I am currently undertaking a class on Classical Electrodynamics, and I am realising my multivariable calculus skills are slightly rusty, as it has been a few years.
Anyhow, I am given a surface $$S\{(x,y,z)\in\mathbb{R}^3|z=1-x^2-y^2, z>0\}$$ and a vector field $$\textbf{F}(x,y,z)=(z,x,y)$$ Which I am then tasked to sketch the surface (which is fair enough, it is obviously a paraboloid with a global maximum at $z=1$)

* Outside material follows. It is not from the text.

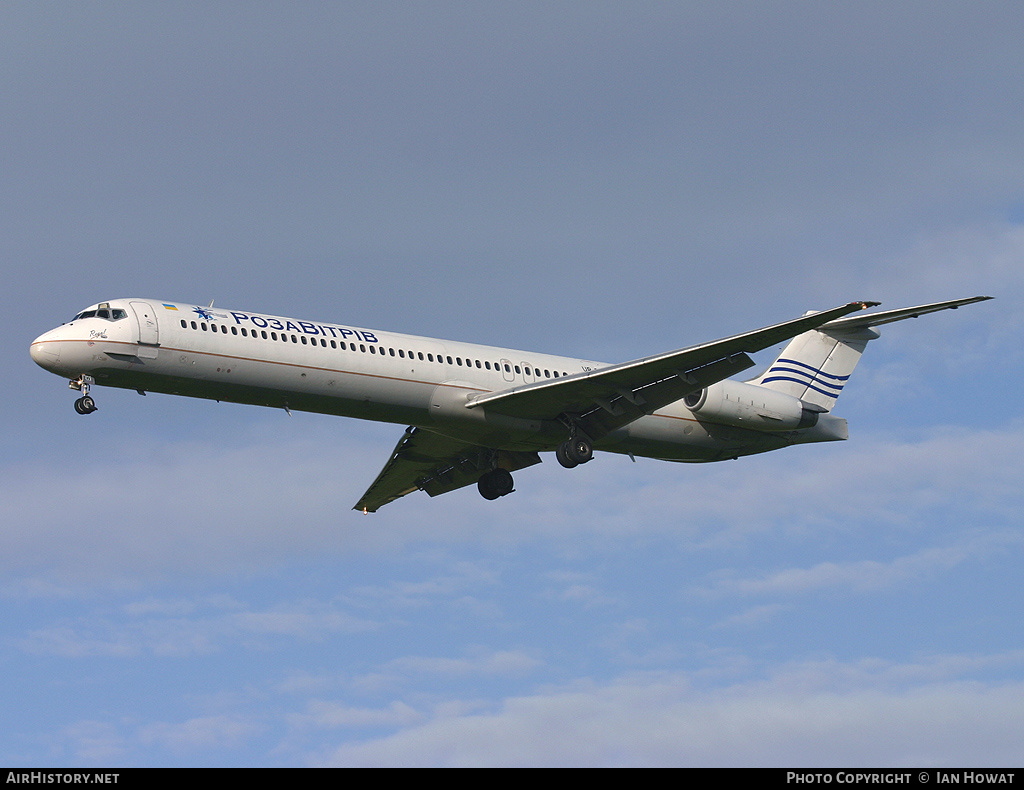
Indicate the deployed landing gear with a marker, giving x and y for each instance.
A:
(574, 452)
(496, 483)
(84, 405)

I am then to verify Stokes' theorem by computing both the right and left-hand sides of it manually, and compare, i.e. to compute and compare $$\oint_{\partial C}\textbf{F}\cdot \textrm{d}\textrm{S} \ \ \ \ \textrm{and} \ \ \ \ \iint_{C}(\nabla \times \textbf{F})\cdot \textrm{d}\textbf{S}$$ where $\partial C$ is the boundary of $C$
So anyway, I go about my business and parameterize the curve $$\textbf{r}(\theta)=(\cos(\theta),\sin(\theta),0), \ \ \ 0\leq\theta\leq2\pi$$ as it is the circle $x^2+y^2=1$ projected down into the $xy$-plane. By extension we then have $$\int_{\partial C}\textbf{F}(\textbf{r}(\theta))\cdot\textbf{r}'(\theta)=\int_{0}^{2\pi}\cos^2(\theta)=\pi $$
Now when I go to compute the right hand side I start by parameterizing the surface as
$$\textbf{A}(r,\theta)=(r\cos(\theta),r\sin(\theta),1-r^2), \ \ \ 0\leq \theta\leq2\pi, \ \ \ 0\leq r\leq 1$$
To compute the integral I need my $\textrm{d}\textbf{S}$, which I compute by utilizing the fundamental vector product, i.e. $$\textrm{d}\textbf{S}=\frac{\partial\textbf{A}}{\partial{r}}\times \frac{\partial \textbf{A}}{\partial\theta }=(2r^2\cos\theta,2r^2\sin\theta,r)$$ Using Curl in Cylindrical coordinates we find $$\nabla \times \textbf{F}=\nabla\times(z,x,y)=\nabla\times(z=1-r^2,r\cos\theta,r\sin\theta)=(\cos(\theta),-\sin(\theta),2\cos(\theta))$$
Edit: For some further clarification on the curl I used that
$$\nabla \times \textbf{F}=\hat{\textbf{r}}\left(\frac{1}{r}\partial_\theta F_z-\partial_zF_\theta\right)+\hat{\theta}\left(\partial_zF_r-\partial_rF_z\right)+\hat{\textbf{z}}\left(\frac{1}{r}\partial_r rF_\theta-\frac{1}{r}\partial_\theta F_r\right)$$
I first tried it with a parameterized $z=1-r^2$ which yielded the above answer, then I tried it with $z$ for the heck of it and it's identical with the only difference being the $\phi$-component being $1-\sin(\theta)$
When the first try is dotted with $\textrm{d}\textbf{S}$ it gives $$(\nabla\times\textbf{F})\cdot \textrm{d}\textbf{S}=2r^2\cos(2\theta)+2r\cos(\theta)$$
When the second try is dotted with $\textrm{d}\textbf{S}$ it gives $$-2r^2\sin^2(\theta)-2r\sin(\theta)+2r^2\cos^2(\theta)+2r\cos(\theta)=2r^2\cos(2\theta)+2r(\cos\theta-\sin\theta)$$
But when I integrate that entire shebang (well both of them) over $0$ to 2$\pi$ and $0$ to $1$ (I now realised $rdrd\theta$ was baked into dS ) it spits out zero which is not equal to one, so I am at a loss of where it is I am failing. If someone could help a poor soul out, that would be nice.